The Environment Protection Authority (EPA), the Metropolitan Waste and Resource Recovery Group and Sustainability Victoria backed the Council’s decision.

VCAT dismissed DSL Securities attempt to argue future residents in its proposed subdivision would not be exposed to any “greater risk of odour impacts” from the landfill as housing existed within 500 metres of the landfill and 100 metres of the concrete batching plant.

Joint-tribunal members Ian Potts and Peter Gaschk stated in their report while the landfill remained in operation, the odour impacts would be unacceptable and risks of landfill gas migration “cannot be properly assessed and managed.”

“In our view, the evidence supports the case that there will be a very high likelihood that the current and future landfill operations will emit offensive odours beyond its boundary and beyond the nominal 500 metre buffer distance,” they said.

Mr Potts and Mr Gaschk stated the existing residential areas around the landfill were impacted by odours “that are strong and often enough to generate a constant stream of complaints has been established in this application a matter of fact.

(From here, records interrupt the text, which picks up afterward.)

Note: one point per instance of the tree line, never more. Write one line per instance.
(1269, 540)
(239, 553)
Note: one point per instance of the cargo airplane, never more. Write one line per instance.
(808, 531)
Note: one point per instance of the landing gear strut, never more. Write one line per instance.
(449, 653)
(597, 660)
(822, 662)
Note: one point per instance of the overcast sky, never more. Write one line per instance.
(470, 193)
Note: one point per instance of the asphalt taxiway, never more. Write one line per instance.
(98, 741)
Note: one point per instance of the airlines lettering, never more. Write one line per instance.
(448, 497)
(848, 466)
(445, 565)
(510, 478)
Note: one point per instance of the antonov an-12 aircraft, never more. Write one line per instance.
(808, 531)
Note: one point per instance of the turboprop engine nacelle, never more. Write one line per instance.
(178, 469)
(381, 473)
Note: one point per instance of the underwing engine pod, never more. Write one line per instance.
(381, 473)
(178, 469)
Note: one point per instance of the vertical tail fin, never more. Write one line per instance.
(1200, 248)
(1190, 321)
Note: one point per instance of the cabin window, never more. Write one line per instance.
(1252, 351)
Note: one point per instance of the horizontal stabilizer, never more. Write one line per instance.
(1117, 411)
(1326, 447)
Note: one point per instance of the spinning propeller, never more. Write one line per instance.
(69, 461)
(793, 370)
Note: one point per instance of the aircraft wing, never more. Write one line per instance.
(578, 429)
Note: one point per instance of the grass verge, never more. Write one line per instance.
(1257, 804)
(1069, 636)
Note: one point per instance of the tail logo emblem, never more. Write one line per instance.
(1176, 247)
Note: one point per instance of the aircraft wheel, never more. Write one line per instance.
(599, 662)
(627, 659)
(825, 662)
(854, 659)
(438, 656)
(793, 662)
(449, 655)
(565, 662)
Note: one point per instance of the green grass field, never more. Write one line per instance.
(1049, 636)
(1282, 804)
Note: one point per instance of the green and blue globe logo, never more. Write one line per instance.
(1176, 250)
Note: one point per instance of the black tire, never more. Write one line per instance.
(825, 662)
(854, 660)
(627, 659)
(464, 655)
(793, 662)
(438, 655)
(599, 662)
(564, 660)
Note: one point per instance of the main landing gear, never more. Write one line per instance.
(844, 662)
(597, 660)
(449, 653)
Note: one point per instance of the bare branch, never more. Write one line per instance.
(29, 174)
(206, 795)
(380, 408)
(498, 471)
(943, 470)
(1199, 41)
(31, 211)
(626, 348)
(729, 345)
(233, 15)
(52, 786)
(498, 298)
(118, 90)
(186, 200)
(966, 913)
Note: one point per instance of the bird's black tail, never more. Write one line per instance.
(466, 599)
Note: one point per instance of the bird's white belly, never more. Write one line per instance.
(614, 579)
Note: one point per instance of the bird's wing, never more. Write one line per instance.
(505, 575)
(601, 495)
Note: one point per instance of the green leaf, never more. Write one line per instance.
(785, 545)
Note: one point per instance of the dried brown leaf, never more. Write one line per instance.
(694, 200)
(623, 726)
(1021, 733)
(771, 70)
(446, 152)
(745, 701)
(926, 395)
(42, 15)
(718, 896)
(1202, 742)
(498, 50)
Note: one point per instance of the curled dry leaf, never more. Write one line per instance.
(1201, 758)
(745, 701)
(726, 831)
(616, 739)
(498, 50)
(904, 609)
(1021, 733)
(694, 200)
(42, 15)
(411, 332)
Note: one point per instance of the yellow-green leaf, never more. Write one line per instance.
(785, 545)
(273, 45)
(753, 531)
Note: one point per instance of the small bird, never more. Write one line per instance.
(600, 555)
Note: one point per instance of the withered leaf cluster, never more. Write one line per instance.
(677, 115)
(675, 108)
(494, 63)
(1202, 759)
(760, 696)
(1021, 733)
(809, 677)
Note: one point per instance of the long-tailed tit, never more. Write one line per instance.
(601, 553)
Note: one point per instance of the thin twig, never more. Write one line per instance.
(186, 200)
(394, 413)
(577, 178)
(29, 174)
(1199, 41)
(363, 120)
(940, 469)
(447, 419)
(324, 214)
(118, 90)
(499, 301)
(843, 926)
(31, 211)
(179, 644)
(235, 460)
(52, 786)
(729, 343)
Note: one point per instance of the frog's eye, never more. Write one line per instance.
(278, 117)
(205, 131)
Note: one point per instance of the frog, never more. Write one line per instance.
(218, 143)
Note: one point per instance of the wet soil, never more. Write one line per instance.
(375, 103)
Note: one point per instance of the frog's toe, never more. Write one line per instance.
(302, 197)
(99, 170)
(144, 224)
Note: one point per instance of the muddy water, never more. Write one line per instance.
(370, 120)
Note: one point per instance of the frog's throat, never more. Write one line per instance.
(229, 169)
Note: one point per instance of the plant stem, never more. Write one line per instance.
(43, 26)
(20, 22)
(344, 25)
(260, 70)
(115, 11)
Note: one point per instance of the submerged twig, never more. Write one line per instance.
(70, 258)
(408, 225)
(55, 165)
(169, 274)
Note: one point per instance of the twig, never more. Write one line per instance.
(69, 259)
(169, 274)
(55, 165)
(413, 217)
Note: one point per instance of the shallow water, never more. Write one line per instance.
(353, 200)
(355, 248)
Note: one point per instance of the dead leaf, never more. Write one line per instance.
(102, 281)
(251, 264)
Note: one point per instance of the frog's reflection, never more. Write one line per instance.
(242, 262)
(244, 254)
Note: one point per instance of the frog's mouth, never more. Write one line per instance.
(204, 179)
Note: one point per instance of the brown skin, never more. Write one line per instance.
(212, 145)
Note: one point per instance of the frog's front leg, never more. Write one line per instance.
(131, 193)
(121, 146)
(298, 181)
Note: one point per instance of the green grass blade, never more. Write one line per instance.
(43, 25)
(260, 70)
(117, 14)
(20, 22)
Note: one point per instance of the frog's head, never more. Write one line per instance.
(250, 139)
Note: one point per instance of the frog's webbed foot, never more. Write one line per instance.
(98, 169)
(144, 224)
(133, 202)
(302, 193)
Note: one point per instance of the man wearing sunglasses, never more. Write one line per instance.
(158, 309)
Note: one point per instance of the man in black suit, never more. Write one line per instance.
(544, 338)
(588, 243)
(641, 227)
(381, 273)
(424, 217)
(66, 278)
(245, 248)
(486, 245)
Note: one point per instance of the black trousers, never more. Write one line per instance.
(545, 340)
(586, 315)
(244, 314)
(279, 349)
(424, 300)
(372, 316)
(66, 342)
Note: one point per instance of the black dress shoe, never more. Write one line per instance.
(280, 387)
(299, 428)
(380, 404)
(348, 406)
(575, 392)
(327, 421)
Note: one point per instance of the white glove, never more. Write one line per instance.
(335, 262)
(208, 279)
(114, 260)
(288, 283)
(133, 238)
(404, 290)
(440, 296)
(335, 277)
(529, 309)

They also stated there was “no or very limited expectation” there would be a reduction in odour emissions until the final waste cell is capped” – which was estimated by EPA to be in about six to eight years.

The issue of existing residential developed areas near the landfill “do not justify further exacerbating this contextual and timing situation,” Mr Potts and Mr Gaschk said in their report.

However, they stated if they were to be satisfied the “current and ongoing operation of the landfill could be managed in a manner that mitigated the odour risks, then DSL may have made out its case.”

VCAT accepted noise impacts could be addressed through a 2.4 metre acoustic wall but not ideal “given the impact on visual amenity.”

The tip has made headlines in recent months with neighbours at the Suez-owned tip saying they were fed up with the stench – with EPA reportedly receiving hundreds of complaints.

A Narre Warren South man and his family moved away from the tip to escape the revolting odour earlier this year only to discover the smell was so bad his family were dry retching in the bathroom of their new home.